TL;DR; Summary
Download all newer data from the web interface of the Lufft CHM15k ceilometer into a main directory or directories according to Year/Month/Day format with the code below. An up-to-date version can also be found at my GitHub gists. Change according to your needs (esp. the format of the subfolders).
#!/usr/bin/env python3
# -*- coding: utf-8 -*-
"""
Created on Wed Sep 15 09:22:30 2021
@author: spirrobe
"""
import os
import datetime
import requests
import json
class chm15ksession(requests.Session):
"""
A class for interacting with the CHM-15k data server.
This class inherits from the requests.Session class and is designed to
facilitate downloading netCDF and zipped netCDF files from the CHM-15k.
To use this class, you must have a valid password for accessing the
server.
Parameters
----------
url : str
The URL of the CHM-15k ceilometer. Can be local ip or http URl
password : str, optional
The password for accessing the CHM-15k.
Default is "15k-Nimbus".
outpath : str, optional
The path to save downloaded files to.

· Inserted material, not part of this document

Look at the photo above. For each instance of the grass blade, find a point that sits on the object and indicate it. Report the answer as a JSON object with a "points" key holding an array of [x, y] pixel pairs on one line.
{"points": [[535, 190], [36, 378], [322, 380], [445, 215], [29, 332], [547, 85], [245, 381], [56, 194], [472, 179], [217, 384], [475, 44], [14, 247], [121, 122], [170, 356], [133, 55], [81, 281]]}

Default is the current directory.
download2subdirs : bool, optional
Whether to put files into a subdirectory as outpath/{year}/{month}/{day}
where year, month, day are inferred for each file based on the filename
quiet : bool, optional
Whether to print information about the download progress.
Default is True.
Attributes
----------
url : str
The URL of the CHM-15k.
session : requests.Session
The requests session object used to communicate with the server.
password : str
The password for accessing the CHM-15k data server.
outpath : str
The path to save downloaded files to.
filecount : bool
The number of files available on the server.
quiet : bool
Whether to print information about the download progress.
sessionid : str
The ID of the current session with the server.
zipfiles : list of str
The names of the zipped netCDF files available on the server.
zipsizes : list of int
The sizes of the zipped netCDF files available on the server, in bytes.
ncfiles : list of str
The names of the netCDF files available on the server.
ncsizes : list of int
The sizes of the netCDF files available on the server, in bytes.
Methods
-------
connect()
Connects to the CHM-15k data server and establishes a session.
getfilelist()
Returns a dictionary of available netCDF and zipped netCDF files on the
CHM-15k data server.
getncfiles(overwrite=False)
Downloads all available netCDF files from the CHM-15k to the
local file system.
getzipfiles(overwrite=False)
Downloads all available zipped netCDF files from the CHM-15k
to the local file system.
"""
def __init__(self,
url,
password="15k-Nimbus",
outpath='./',
download2subdirs=False,
timeout=20,
quiet=True,
*args, **kwargs,
):
"""
Initialize a new instance of the chm15ksession class.
Parameters
----------
url : str
The URL of the CHM-15k.
password : str, optional
The password for accessing the CHM-15k data server. Default is
"15k-Nimbus".
outpath : str, optional
The path to save downloaded files to.
Default is the current directory.
timeout : bool, optional
The timeout in seconds for the get calls, adjust if on low bandwidth/slow network.
quiet : bool, optional
Whether to print information about the download progress.
Default is True.
"""
super().__init__(*args, **kwargs)
# assert url, str, 'url must be a str'
self.timeout = timeout
self.url = url
if not self.url.endswith('/'):
self.url += '/'
if not self.url.startswith('http'):
self.url = 'http://' + self.url
self.__cgi = "cgi-bin/chm-cgi"
self.__cgiurl = self.url + self.__cgi
#self.session = requests.Session()
#self = requests.Session()
self.password = password
self.outpath = outpath
self.__subpath = ''
self.download2subdirs = download2subdirs
if not self.outpath.endswith(os.sep):
self.outpath += os.sep
self.filecount = None
self.sessionid = None
self.zipfiles = []
self.zipsizes = []
self.ncfiles = []
self.ncsizes = []
self.quiet = quiet
def _filename2date(self, filename):
# pattern is YYYYMMDD
_ = filename.split(os.sep)[-1].split('_')[0]
if len(_) == 8:
# typical netcdf files
return _[:4], _[4:4+2], _[4+2:4+2+2]
elif len(_) == 6:
# zipfiles do not have a day as they are for the month
return _[:4], _[4:4+2]
else:
print(f'Date could not be inferred from {filename}')
return '', '', ''
def _filename2datefolder(self, filename):
date = self._filename2date(filename)
if date[0]:
date = [s + i for s, i in zip(['Y','M','D'], date)]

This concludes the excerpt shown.